Info2 Sommersemester 2017

Website of Prof. Dr. Barne Kleinen, Professor for Media Informatics (Bachelor/Master) at HTW Berlin

Info2: Exercise 11: Scrabble Cheater - Basic Edition

     <prev next>

Scrabble Foto by Mags_cat

Pre-Lab

  1. Review the rules of Scrabble, if you have never played it before.
  2. What was a permutation?
  3. What would a normalization function for different permutations of characters words look like? That is, “JAVA” and “VAJA” are permutations, what would a normalized permutation look like?
  4. How do you determine if two strings are permutations of each other?
  5. How can you generate all permutations of the characters in a String? What if some of the letters are the same. Hint: Look at the binomial coefficient.
  6. how many different 2,3,4,5 and 6-letter subsets are there for each 7-letters?
  7. Can you find lists of valid words for Scrabble in English online? Are there perhaps any sorted by number of letters in the word? Or maybe one file for each word size? Note down the URLs!

Assignment

This week you will implement a simple scrabble cheater that will read in words from a scrabble word list, and find all permutations for a 7 letter tile rack. Next week you will extend this cheater by also searching for subsets (that is, shorter words) as well as optimizing the underlying data structure for performance.

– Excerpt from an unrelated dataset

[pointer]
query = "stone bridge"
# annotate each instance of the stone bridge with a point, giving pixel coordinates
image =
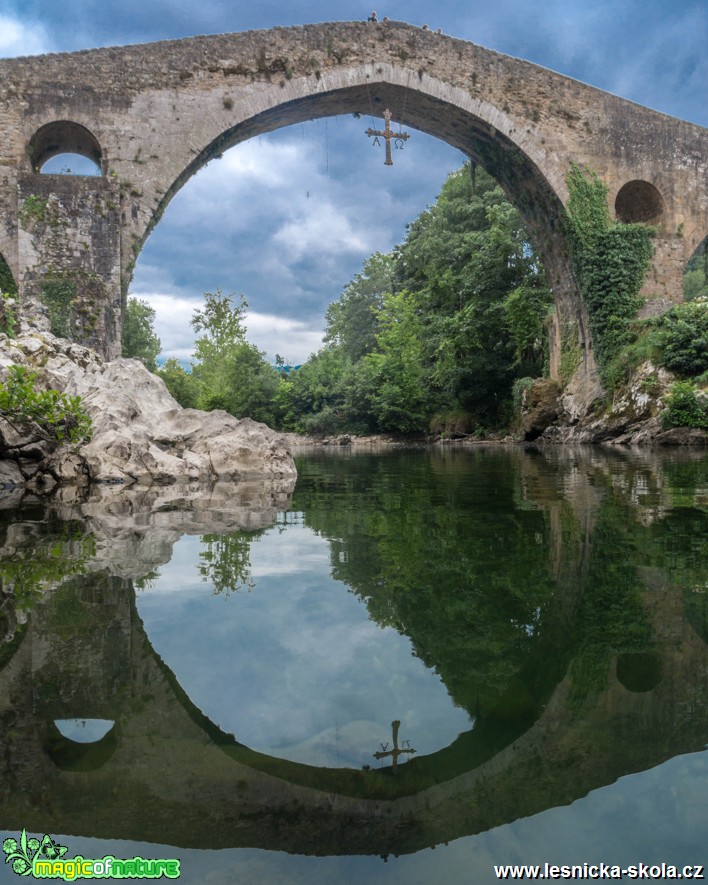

There is a lot to do, so you might want to split up the work in your group. I’ve prepared a scaffold for the interfaces along with some testcases. You can find them on github https://github.com/htw-imi-info2/ScrabbleCheater

  1. Implement initFromFile in SimpleWordList that initializes the ScrabbleCheater from a given file. For now, simply store the words in a suitable Collection of the Java Collections Framework.
  2. Implement the getNormalized() and equals() methods in Permutation. Two Permutations should be equal if one is a permutation of the other - regardless of the actual words they represent. Having a look at the provided test cases and making them run might help with the implementation.
  3. To make the tests for Permutation work, also implement the methods that create Permutations in PermutationUtilities
  4. now implement the validWordsUsingAllTiles() method in SimpleWordList that returns a Set of all the Words that are permutations of a given tile rack. That is, all words of the same length of the tile rack that can be build with it and that are in the word list, thus valid scrabble words.
  5. How can you use the Permutation class to make looking up the validWordsUsingAllTiles() more efficient? (Hint: how often will normalize() be called a) for initialisation and b) for a lookup in your WordList?)
  6. Now, provide a second implementation of WordList using a HashMap as the underlying collection for storing the words. Note that you need to make sure that equals() and hashCode() work correctly on permutations in order to store Permutations at the same place in the HashMap.
  7. you might want to add a main method or some sort of interface to input words that should be looked up by your scrabble cheater. (e.g. taking a parameter or reading in tile racks from standard in)
  8. (for the bored) measure the time improvement introduced by the HashMap implementation.
  9. (for the very bored) implement an own hashmap and hash function for storing the Permutations.

Lab Report / What to turn in

Your report is due the day before your next lab (for exact times, please refer to moodle).

Submit a Report in PDF Format and the Source Code as Zipped file.

As in Informatics 1, I am more interested in process than in product, although we are now getting more interested in products as well. Your report should include any collaborators on top of the first page, summarize what you learned, and note the time you invested in this exercise. Both of you need to upload the same report in PDF and zipped source format to Moodle before the deadline.

Special Questions for your report

How many lines of code did you write for each class? Record this statistic in your report.